Amid the crisis, FTX was considered a relatively trustworthy force. Based in the Bahamas, the company served as a marketplace for people to buy and sell cryptocurrencies, offering high-risk but popular trading options that are illegal in the United States. Bankman-Fried, 30, who had built FTX into a $32 billion company, bailed out struggling firms and built a reputation as a benevolent figure willing to extend a lifeline to colleagues.


Then last month, a run on deposits exposed an $8 billion hole in FTX’s accounts. The company filed for bankruptcy within a week. The SEC and the Justice Department opened investigations, focused on whether FTX illegally lent its users’ funds to Alameda Research, a crypto hedge fund that Bankman-Fried also founded and owned.


Binance operates essentially the same type of business as FTX, but Zhao, the CEO, has recently been careful to differentiate himself from Bankman-Fried, calling his one-time rival a liar and criticizing FTX’s most dangerous practices. On Nov. 25, Binance announced a new “proof of reserves system,” promising to keep users informed about the amount of cryptocurrency in its accounts and to dispel fears that it might be vulnerable to the type of run on deposits that destroyed FTX. (But Binance’s plans were heavily criticized for lacking some key information.)
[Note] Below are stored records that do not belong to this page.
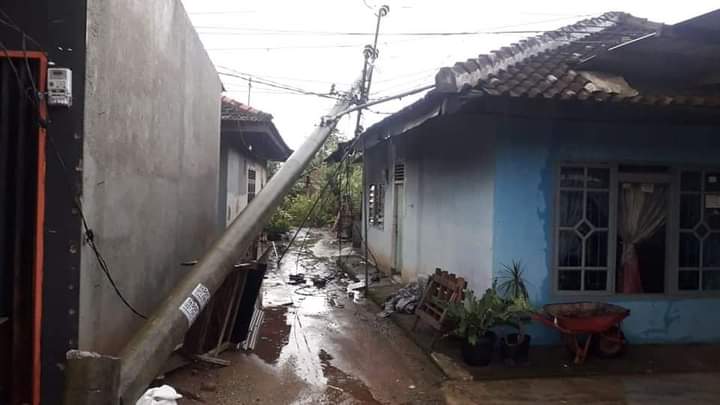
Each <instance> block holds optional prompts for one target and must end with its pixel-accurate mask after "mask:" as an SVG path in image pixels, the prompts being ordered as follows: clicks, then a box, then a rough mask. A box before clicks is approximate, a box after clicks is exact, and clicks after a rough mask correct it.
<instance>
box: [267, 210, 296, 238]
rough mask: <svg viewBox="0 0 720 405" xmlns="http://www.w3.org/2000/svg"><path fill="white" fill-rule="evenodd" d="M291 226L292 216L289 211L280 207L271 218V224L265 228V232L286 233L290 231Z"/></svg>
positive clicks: (269, 224)
mask: <svg viewBox="0 0 720 405" xmlns="http://www.w3.org/2000/svg"><path fill="white" fill-rule="evenodd" d="M291 226H292V216H291V215H290V213H289V212H287V210H285V209H283V208H282V207H280V208H278V209H277V210H276V211H275V213H274V214H273V216H272V217H271V218H270V222H268V224H267V225H266V226H265V232H267V233H269V234H280V233H286V232H289V231H290V227H291Z"/></svg>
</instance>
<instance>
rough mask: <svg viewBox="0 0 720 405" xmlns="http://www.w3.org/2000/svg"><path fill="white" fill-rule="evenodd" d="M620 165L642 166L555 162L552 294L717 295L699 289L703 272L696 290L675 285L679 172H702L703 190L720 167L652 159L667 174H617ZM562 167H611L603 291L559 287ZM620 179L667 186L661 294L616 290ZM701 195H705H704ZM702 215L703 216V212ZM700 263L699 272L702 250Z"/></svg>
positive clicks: (716, 291) (719, 290)
mask: <svg viewBox="0 0 720 405" xmlns="http://www.w3.org/2000/svg"><path fill="white" fill-rule="evenodd" d="M621 165H643V162H633V161H618V162H577V161H575V162H558V163H557V164H556V165H555V168H554V175H555V178H554V182H553V214H552V215H551V217H550V226H551V227H552V228H551V232H552V242H551V249H550V252H551V254H552V257H551V260H550V263H551V277H552V292H553V295H555V296H557V297H560V298H563V299H569V298H570V297H578V298H583V297H593V296H595V297H598V296H612V297H615V298H623V299H657V298H658V297H668V296H676V297H703V298H704V297H714V296H720V290H702V275H701V276H700V281H699V283H700V284H699V289H698V290H680V289H679V285H678V276H679V272H680V265H679V260H678V259H679V256H678V255H679V239H680V196H681V194H682V193H683V192H682V191H681V188H680V179H681V173H682V172H683V171H698V172H701V174H702V182H703V186H702V187H703V188H702V190H704V187H705V186H704V182H705V173H706V172H713V171H718V172H720V169H718V168H717V167H713V166H711V165H707V166H700V167H698V166H697V165H677V164H665V163H661V162H653V163H652V165H662V166H667V167H668V168H669V170H668V172H667V173H666V174H657V175H656V174H650V173H648V174H645V173H642V174H634V173H619V172H618V167H619V166H621ZM564 167H586V168H607V169H609V170H610V184H609V186H610V188H609V190H610V196H609V200H610V201H609V204H610V207H609V210H608V216H609V224H608V225H609V230H608V238H609V240H608V259H607V260H608V262H607V263H608V266H607V268H608V270H607V271H608V277H607V285H606V288H605V290H602V291H584V290H582V289H581V290H560V289H559V285H558V284H559V271H560V270H562V269H560V268H559V263H558V261H559V254H558V253H559V251H558V249H559V236H560V227H559V226H558V221H559V218H560V217H559V215H560V180H561V177H560V171H561V168H564ZM622 181H639V182H645V181H646V182H649V183H664V184H667V185H668V186H669V191H668V192H669V198H668V212H669V216H668V221H667V224H666V235H667V239H666V246H667V248H666V252H665V253H666V257H665V288H664V292H663V293H640V294H623V293H619V292H616V274H617V268H616V267H617V266H616V258H617V256H616V255H617V254H618V252H617V249H616V241H617V206H618V188H619V184H620V183H621V182H622ZM703 195H704V194H703ZM702 204H703V205H702V206H701V211H704V202H702ZM702 215H705V214H704V213H703V214H702ZM699 260H700V261H701V263H700V264H701V266H700V267H699V268H700V269H701V270H700V271H701V272H702V268H703V267H702V252H701V257H700V258H699ZM584 272H585V270H582V274H581V288H584V283H585V279H584Z"/></svg>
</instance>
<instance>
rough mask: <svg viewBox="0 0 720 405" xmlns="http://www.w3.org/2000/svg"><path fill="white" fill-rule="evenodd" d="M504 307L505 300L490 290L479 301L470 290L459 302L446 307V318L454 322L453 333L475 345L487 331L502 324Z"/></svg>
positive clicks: (474, 294) (466, 293)
mask: <svg viewBox="0 0 720 405" xmlns="http://www.w3.org/2000/svg"><path fill="white" fill-rule="evenodd" d="M506 306H507V305H506V303H505V300H503V299H502V298H500V296H498V295H497V292H496V291H495V290H494V289H492V288H489V289H487V290H486V291H485V294H483V296H482V297H481V298H479V299H478V298H477V297H476V296H475V293H474V292H473V291H472V290H465V297H464V298H463V300H462V301H461V302H453V303H450V305H449V306H448V316H449V318H450V320H451V321H453V322H455V330H454V333H455V334H456V335H458V336H460V337H462V338H465V339H467V341H468V342H469V343H470V344H471V345H475V344H477V342H478V339H479V338H480V337H482V336H483V335H484V334H485V333H486V332H487V331H489V330H490V329H491V328H493V327H495V326H498V325H500V324H502V323H503V321H504V318H503V317H504V316H505V315H504V314H505V312H506Z"/></svg>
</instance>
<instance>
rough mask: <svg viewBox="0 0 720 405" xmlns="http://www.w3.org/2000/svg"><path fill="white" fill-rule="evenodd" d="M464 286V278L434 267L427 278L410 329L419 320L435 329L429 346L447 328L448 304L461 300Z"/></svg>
mask: <svg viewBox="0 0 720 405" xmlns="http://www.w3.org/2000/svg"><path fill="white" fill-rule="evenodd" d="M466 286H467V282H466V281H465V279H464V278H462V277H456V276H455V275H454V274H451V273H448V272H447V271H442V270H441V269H435V274H433V275H432V276H431V277H430V278H429V279H428V282H427V285H426V286H425V291H424V292H423V296H422V299H421V300H420V304H418V306H417V308H416V309H415V323H414V324H413V327H412V330H413V331H414V330H415V328H416V327H417V324H418V322H419V321H421V320H422V321H423V322H425V323H427V324H428V325H430V326H431V327H432V328H433V329H435V330H436V331H437V332H436V334H435V336H434V337H433V340H432V343H431V344H430V347H431V348H432V347H433V346H434V345H435V342H436V341H437V340H438V338H440V336H441V335H442V334H443V333H445V332H447V331H448V330H449V328H450V325H448V322H447V311H448V304H450V303H451V302H459V301H462V299H463V290H465V287H466Z"/></svg>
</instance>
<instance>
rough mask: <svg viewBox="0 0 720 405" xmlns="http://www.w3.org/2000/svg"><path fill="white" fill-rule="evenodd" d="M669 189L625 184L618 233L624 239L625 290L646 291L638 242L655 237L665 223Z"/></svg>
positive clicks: (622, 195) (620, 211) (654, 185)
mask: <svg viewBox="0 0 720 405" xmlns="http://www.w3.org/2000/svg"><path fill="white" fill-rule="evenodd" d="M665 191H666V187H665V186H663V185H659V184H645V185H643V184H633V183H624V184H623V185H622V188H621V190H620V213H619V221H618V233H619V235H620V238H621V239H622V269H623V276H622V278H621V280H620V282H621V285H620V291H622V292H623V293H641V292H643V288H642V279H641V277H640V263H639V261H638V256H637V249H636V245H637V244H638V243H640V242H642V241H644V240H646V239H648V238H650V237H652V236H653V235H654V234H655V232H657V231H658V229H660V228H661V227H662V226H663V225H664V224H665V220H666V215H667V214H666V212H667V210H666V204H667V201H666V197H665V195H666V193H665ZM659 271H661V270H659Z"/></svg>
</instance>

Coinbase has also tried to alleviate fears of a collapse, publishing a blog post that said it always holds the same amount of money that customers deposited. “There can’t be a ‘run on the bank’ at Coinbase,” the post said.


Still, the mere existence of large companies like Binance, Coinbase and FTX is antithetical to the ideals of crypto, some industry experts argue. Since FTX’s collapse, some crypto enthusiasts have flocked to smaller firms in the experimental field of decentralized finance, which allows traders to borrow, lend and conduct transactions without banks or brokers, relying instead on a publicly viewable system governed by code.


But DeFi has its own problems, including vulnerability to hackers, who have drained billions of dollars this year from the experimental projects.


“They’ve based it on clunky technology that is very inefficient,” said Hilary Allen, a finance expert at American University. “They’re operationally very fragile.”